Nvidia’s climate simulator would be underpinned by its Omniverse platform, which contains artificial intelligence-led tools downloaded by 70,000 users.

“Omniverse is a real-time simulation and collaboration platform for creating physically accurate virtual worlds and digital twins to help solve some of the world’s hardest problems,” said Richard Kerris, Nvidia’s vice president of Omniverse development.

“A digital twin is true to reality simulation of a physical world in the digital one,” Kerris told IoT World Today “We showed enterprise examples with our customers of digital twin factories with BMW, city blocks with Ericsson and forest fire environments with Lockheed Martin.”

Nvidia’s Omniverse

Nvidia’s Earth-2 would use a combination of accelerated graphical processing units, deep learning models and physics-inspired neural networks to faithfully mimic various physical environments.

Nvidia already offers virtual and augmented reality rendering for its digital worlds through Omniverse, and unveiled a Pixar-like facsimile of its CEO Jensen Huang, portrayed in a digital twin of his kitchen at GTC last week. Digital twins represent a market opportunity that’s already here. 

Nvidia launched the enterprise edition of Omniverse in April and announced its general release last week.

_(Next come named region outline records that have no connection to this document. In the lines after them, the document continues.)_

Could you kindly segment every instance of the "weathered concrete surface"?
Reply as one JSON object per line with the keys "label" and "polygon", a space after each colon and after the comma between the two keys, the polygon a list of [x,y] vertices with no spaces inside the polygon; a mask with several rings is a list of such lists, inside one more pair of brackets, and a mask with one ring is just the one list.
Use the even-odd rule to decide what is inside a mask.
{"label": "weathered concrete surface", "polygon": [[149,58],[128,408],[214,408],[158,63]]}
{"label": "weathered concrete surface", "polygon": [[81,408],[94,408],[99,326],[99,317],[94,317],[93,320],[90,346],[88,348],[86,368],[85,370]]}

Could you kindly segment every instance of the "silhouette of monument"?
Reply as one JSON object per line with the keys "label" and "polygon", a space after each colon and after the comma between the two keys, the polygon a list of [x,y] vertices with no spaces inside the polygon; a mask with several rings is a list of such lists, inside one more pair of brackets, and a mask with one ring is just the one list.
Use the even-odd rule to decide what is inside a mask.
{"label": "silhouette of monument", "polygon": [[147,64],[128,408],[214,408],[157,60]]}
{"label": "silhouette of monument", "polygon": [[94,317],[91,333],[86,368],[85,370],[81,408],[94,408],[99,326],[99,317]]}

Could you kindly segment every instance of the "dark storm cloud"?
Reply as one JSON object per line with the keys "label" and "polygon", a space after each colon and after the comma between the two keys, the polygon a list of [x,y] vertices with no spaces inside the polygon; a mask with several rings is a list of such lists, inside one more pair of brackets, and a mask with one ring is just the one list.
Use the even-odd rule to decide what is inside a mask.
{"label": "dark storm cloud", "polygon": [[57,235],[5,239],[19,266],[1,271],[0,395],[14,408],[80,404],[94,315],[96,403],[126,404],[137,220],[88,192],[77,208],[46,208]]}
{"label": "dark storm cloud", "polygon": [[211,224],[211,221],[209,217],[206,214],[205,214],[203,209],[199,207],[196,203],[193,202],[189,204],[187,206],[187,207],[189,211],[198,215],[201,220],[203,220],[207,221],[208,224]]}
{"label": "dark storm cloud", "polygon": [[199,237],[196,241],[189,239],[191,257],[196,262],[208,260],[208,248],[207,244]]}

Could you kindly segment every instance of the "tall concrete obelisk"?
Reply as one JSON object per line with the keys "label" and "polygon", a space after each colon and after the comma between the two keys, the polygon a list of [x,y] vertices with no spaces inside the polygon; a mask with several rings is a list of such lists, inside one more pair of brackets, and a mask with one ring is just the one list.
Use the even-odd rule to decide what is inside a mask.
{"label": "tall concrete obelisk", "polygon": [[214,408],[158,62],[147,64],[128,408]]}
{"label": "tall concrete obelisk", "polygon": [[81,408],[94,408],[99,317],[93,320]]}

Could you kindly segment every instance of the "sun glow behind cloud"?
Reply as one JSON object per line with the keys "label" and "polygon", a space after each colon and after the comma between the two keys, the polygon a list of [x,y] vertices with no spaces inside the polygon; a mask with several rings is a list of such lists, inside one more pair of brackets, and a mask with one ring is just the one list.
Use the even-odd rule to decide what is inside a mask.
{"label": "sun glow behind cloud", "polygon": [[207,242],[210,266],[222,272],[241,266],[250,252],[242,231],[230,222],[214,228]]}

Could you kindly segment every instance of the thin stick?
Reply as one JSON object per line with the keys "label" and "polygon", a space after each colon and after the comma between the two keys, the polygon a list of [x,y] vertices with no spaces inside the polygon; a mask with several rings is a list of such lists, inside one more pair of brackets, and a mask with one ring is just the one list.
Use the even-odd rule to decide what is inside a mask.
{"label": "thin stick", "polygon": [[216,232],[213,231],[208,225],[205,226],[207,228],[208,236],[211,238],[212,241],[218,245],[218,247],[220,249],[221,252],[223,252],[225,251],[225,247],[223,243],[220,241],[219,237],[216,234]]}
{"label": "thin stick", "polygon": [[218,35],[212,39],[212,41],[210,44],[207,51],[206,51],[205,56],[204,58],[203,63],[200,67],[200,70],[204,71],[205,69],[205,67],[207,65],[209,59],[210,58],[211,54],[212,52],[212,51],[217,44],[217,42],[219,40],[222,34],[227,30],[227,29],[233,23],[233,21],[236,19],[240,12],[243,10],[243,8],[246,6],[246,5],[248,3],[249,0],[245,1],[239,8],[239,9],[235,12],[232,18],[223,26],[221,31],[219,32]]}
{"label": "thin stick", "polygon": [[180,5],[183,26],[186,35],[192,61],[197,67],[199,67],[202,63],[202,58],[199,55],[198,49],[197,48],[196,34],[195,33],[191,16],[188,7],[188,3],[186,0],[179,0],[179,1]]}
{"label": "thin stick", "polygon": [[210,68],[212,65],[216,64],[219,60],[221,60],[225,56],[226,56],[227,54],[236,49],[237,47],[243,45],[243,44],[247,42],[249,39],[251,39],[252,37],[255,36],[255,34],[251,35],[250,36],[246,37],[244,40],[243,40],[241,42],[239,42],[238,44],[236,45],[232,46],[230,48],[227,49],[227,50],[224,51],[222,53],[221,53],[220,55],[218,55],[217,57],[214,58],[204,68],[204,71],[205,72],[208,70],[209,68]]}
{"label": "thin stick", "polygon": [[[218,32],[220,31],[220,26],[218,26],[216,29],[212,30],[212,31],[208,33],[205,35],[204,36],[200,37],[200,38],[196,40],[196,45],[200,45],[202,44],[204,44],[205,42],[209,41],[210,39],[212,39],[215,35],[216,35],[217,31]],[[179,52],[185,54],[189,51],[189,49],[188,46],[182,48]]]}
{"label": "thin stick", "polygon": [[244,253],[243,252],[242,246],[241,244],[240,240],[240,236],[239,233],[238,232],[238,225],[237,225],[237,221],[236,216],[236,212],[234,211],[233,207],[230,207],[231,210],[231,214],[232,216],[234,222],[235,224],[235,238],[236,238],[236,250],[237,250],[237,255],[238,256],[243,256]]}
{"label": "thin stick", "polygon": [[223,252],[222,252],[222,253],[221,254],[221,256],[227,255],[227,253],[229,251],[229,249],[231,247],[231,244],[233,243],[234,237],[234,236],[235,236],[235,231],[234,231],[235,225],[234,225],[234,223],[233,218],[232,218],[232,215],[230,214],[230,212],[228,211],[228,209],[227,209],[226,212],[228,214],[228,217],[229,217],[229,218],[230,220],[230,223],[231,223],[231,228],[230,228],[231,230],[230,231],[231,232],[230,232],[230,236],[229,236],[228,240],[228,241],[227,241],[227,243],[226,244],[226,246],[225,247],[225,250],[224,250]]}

Others are busy carving themselves a foothold. In July, digital twin software firm Matterport went public at a $2.9 billion valuation. It launched an AI platform for creating digital twins on smartphones, a step toward democratizing the technology.

For Internet of Things practitioners, the upshot should be far better capabilities when building out IoT systems that require advanced or critical autonomy.

Digital twins that relay the net impact of sensor data in the physical world are nothing new. However, Nvidia believes turbocharged simulators are on track to support digital twin-led development of software for robots and self-driving cars.